AWS and Rancher: Building a Resilient Stack

on Mar 16, 2017

In my prior posts, I’ve written about how to ensure a highly resilient workloads using Docker, Rancher, and various open source tools. For this post, I will build on this prior knowledge, and to setup an AWS infrastructure for Rancher with some commonly used tools. If you check out the repository here, you should be able to follow along and setup the same infrastructure.

The final output of our AWS infrastructure will look like the following picture:

In case you missed the prior posts, they’re available on the Rancher blog and cover some reliability talking points. Lets use those learning and create a running stack.

Host VM Creation

The sections we will build are the three lower yellow section:

Golden Image

First, we will need a solution to create Docker hosts that use a reliable combination of storage drivers and OS. We would also like to replace these with different parts in the future.

So we build our base VM, or the “golden image” as it is more commonly referred to. As for the tools, Packer will be used to communicate with the AWS API for creating VM images (and various other cloud providers). Ansible will be used to describe the provisioning steps in a readable manner. The full source can be found here, if you want to jump ahead.

Since the previous chain of posts on reliability used Ubuntu 14.04, our example will provision a VM with Ubuntu 14.04 using AUFS3 for the Docker storage driver.

To start, we create a Packer configuration called ubuntu_1404_aufs3.json. In this case, my config searches for the AMI ID for most recent 14.04 AMI ID on AWS us-east through source_ami_filter, which as of writing returns ami-af22d9b9.

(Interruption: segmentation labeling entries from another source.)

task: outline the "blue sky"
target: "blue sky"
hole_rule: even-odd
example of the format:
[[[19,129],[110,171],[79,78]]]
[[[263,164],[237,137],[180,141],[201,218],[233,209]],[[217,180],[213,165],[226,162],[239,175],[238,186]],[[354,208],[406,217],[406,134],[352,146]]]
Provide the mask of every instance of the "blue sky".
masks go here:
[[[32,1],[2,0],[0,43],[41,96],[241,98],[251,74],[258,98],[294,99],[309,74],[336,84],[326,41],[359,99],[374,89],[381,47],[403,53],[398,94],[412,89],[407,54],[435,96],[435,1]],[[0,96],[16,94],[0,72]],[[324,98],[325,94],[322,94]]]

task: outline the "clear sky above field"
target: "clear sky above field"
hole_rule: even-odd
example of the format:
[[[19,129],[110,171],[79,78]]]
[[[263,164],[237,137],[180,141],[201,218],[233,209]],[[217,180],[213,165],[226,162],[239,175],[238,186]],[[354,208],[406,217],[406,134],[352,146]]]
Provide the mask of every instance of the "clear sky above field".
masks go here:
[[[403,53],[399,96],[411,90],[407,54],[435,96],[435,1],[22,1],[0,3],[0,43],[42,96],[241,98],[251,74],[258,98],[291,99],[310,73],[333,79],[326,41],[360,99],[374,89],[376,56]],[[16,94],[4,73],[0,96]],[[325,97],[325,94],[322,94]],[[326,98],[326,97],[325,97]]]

It also creates a 40GB drive attached as /dev/sdb, which we will use to store Docker data;
We are using Docker 1.12.3, because it is supported in the latest Rancher’s compatibility matrix.

 "variables": {
 "aws_access_key": "",
 "aws_secret_key": "",
 "docker_version": "1.12.4"
 "builders": [{
 "type": "amazon-ebs",
 "access_key": "{{user `aws_access_key`}}",
 "secret_key": "{{user `aws_secret_key`}}",
 "region": "us-east-1",
 "source_ami_filter": {
 "filters": {
 "virtualization-type": "hvm",
 "name": "*ubuntu/images/hvm-ssd/ubuntu-trusty-14.04-amd64-server-*",
 "root-device-type": "ebs"
 "most_recent": true
 "ami_virtualization_type": "hvm",
 "instance_type": "m3.medium",
 "ssh_username": "ubuntu",
 "ami_name": "Docker {{user `docker_version`}} Ubuntu 14.04 AUFS3 {{timestamp}}",
 "launch_block_device_mappings": [{
 "device_name": "/dev/sdb",
 "volume_size": 40,
 "volume_type": "gp2",
 "delete_on_termination": true
 "tags": {
 "OS_Version": "Ubuntu",
 "Release": "14.04",
 "StorageDriver": "AUFS3",
 "Docker_Version": "{{user `docker_version`}}"
 $> packer validate ubuntu_1404_aufs3.json
 Template validated successfully.

Great! It passes validation, but if we actually ran it, Packer would just create a copy of the base AMI with a 40GB drive attached, which isn’t very helpful. To make it useful, we will also need to provision Docker on it. Packer has built-in hooks for various configuration management (CM) tools such as Ansible, Chef, and Puppet. In our case, we will use the Ansible provisioner.

"variables": ["..."],
"builders": ["..."],

"provisioners": [
"type": "ansible",
"playbook_file": "./playbook.yml",
"extra_arguments": [
"docker_pkg_name='docker-engine={{user `docker_version`}}-0~ubuntu-trusty'"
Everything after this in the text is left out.